Product and service reviews are conducted independently by our editorial team, but we sometimes make money when you click on links. Learn more.
 

Five Data Warehousing Disasters and How to Avoid Them

Five Data Warehousing Disasters and How to Avoid Them
By
Joe Brockmeier

Joe 'Zonker' Brockmeier is a freelance writer and editor who has covered IT for years. Formerly the openSUSE Community Manager for Novell, Brockmeier has written for Linux Magazine, Sys Admin, Linux Pro Magazine, IBM developerWorks, Linux.com, CIO.com, Linux Weekly News, ZDNet, and many other publications

Companies often spend a lot of time and resources implementing a data warehousing system without doing the homework required to make sure it will be used appropriately or even at all. In this article, we outline five strategies an IT pro should follow when implementing a data warehousing project to avoid disaster.

1: Get the End User on Board

Robin Schumacher, director of product strategy for EnterpriseDB, says that it's not uncommon for a company to set up a data warehouse without getting the appropriate buy-in from executives and users.

“You're going to go through a lot of expense and time, and then end up with conflicting sources,” according to Schumacher. For example, an expensive data warehouse solution may end up competing with Microsoft Access.

Schumacher says that it's not uncommon for financial analysts to have their own Microsoft Access databases that they've used forever and don't want to switch. “I can't say how many customers we've talked to. The problem is they have all these Access DBs and people compiling their own information, and none of it agrees."

2: Properly Train Stakeholders

Another problem, says Schumacher, is that users aren't trained or given the right tools prior to deployment: “I've seen both extremes; users are given very few tools, no automation, no assistance and told 'here's the data model. Good luck.'”

In one extreme case, Schumacher recounts a user in the mid-‘90s trying to wrangle data out of a Teradata database, but the user was unsure if they were writing the query correctly. In short: no, he wasn’t.

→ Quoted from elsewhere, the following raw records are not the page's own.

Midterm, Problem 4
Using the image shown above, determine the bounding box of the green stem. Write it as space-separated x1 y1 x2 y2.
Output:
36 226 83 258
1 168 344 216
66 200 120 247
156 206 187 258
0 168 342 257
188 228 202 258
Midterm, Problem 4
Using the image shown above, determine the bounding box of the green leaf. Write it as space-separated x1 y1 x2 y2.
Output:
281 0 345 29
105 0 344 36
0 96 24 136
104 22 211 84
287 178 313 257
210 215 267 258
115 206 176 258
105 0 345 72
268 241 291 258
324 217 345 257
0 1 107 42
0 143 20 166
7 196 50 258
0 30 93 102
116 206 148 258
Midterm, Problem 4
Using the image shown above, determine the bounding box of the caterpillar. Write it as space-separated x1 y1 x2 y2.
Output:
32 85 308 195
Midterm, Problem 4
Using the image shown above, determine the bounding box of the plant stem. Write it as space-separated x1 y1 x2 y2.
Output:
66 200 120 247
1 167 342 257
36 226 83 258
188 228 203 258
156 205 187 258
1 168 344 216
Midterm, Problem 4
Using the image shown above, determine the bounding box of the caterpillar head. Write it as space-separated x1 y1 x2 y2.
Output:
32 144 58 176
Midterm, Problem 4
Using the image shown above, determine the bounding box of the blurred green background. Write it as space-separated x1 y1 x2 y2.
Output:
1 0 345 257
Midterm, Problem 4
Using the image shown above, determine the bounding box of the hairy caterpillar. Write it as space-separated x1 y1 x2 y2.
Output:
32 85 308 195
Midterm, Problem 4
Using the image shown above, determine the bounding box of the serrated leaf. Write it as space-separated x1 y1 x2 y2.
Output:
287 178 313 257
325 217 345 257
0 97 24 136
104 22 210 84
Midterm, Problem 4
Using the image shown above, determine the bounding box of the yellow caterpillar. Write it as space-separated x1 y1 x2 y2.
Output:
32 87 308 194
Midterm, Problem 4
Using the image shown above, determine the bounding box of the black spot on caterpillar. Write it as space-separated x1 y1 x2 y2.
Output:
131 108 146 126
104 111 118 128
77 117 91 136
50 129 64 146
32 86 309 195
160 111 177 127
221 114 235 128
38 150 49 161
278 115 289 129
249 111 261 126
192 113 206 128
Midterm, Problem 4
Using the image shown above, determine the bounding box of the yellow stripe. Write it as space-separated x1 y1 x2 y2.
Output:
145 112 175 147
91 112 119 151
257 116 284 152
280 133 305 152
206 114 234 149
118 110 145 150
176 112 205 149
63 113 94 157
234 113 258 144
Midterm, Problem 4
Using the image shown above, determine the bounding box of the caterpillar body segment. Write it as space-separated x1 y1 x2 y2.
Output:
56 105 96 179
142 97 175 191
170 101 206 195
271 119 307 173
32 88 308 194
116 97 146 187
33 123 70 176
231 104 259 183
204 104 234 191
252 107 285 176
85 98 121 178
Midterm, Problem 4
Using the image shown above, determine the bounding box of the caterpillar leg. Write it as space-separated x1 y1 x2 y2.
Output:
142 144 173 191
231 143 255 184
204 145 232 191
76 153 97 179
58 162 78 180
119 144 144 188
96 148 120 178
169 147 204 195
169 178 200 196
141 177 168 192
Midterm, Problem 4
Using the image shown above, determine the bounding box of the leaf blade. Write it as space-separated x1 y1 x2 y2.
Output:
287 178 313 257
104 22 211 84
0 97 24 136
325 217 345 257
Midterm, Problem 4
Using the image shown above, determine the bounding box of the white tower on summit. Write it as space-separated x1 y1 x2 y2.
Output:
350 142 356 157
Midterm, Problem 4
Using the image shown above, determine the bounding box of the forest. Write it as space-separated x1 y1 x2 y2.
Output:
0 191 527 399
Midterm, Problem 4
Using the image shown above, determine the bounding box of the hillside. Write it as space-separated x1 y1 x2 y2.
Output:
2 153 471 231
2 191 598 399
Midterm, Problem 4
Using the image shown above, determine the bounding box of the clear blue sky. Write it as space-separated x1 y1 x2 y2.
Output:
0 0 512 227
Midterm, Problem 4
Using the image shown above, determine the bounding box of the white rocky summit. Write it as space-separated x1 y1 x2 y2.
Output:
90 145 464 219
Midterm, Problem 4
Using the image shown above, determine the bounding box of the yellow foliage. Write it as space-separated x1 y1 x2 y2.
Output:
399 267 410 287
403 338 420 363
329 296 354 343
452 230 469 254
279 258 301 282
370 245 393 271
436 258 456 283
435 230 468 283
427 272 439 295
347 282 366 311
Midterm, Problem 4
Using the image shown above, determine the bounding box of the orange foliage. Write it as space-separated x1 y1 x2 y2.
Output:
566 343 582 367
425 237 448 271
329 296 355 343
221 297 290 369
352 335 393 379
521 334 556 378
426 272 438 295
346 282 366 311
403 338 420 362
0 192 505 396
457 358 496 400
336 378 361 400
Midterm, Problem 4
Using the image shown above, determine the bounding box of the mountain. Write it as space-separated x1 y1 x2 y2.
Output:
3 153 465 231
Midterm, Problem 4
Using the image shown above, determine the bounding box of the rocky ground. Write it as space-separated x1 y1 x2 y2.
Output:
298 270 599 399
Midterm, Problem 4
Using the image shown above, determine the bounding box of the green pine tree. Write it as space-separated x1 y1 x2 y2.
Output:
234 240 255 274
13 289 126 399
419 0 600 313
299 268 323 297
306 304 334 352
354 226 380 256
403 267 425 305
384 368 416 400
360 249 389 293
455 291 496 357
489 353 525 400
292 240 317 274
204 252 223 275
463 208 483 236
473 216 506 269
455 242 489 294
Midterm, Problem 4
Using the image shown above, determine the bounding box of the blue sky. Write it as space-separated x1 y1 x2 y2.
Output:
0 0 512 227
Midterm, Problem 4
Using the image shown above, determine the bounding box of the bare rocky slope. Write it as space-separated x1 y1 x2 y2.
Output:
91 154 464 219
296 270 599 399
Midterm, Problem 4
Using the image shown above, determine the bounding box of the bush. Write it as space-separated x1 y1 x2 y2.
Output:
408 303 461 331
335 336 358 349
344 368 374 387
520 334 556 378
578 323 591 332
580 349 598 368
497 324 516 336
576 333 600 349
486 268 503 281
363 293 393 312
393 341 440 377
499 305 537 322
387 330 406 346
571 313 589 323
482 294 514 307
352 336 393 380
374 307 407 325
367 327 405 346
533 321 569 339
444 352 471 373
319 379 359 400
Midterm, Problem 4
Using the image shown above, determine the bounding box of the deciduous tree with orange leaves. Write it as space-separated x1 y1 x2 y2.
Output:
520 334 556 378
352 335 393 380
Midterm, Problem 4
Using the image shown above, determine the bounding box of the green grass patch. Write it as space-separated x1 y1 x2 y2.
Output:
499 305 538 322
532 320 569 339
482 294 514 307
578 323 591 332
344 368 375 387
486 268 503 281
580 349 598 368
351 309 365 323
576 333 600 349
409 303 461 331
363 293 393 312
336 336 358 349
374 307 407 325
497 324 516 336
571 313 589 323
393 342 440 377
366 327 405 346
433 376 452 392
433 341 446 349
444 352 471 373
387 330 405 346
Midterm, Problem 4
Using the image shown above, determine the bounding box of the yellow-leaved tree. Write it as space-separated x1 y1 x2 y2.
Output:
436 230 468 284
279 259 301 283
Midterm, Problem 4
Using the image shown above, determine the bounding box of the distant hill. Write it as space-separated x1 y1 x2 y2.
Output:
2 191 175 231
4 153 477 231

“We ran Explain on it [to see what the query would do prior to running it], it ran a very long time,” Schumacher says. The result? Explain found that query would have finished sometime in 2049 and would likely bog the entire system down in the process.

How do you avoid queries from Hell?

Schumacher says it’s simple: Tools and training. Provide tools appropriate for the audience and training for everyone. Some users are sophisticated; others need drag-and-drop tools that can help create queries without users having to know a SQL query from a spreadsheet.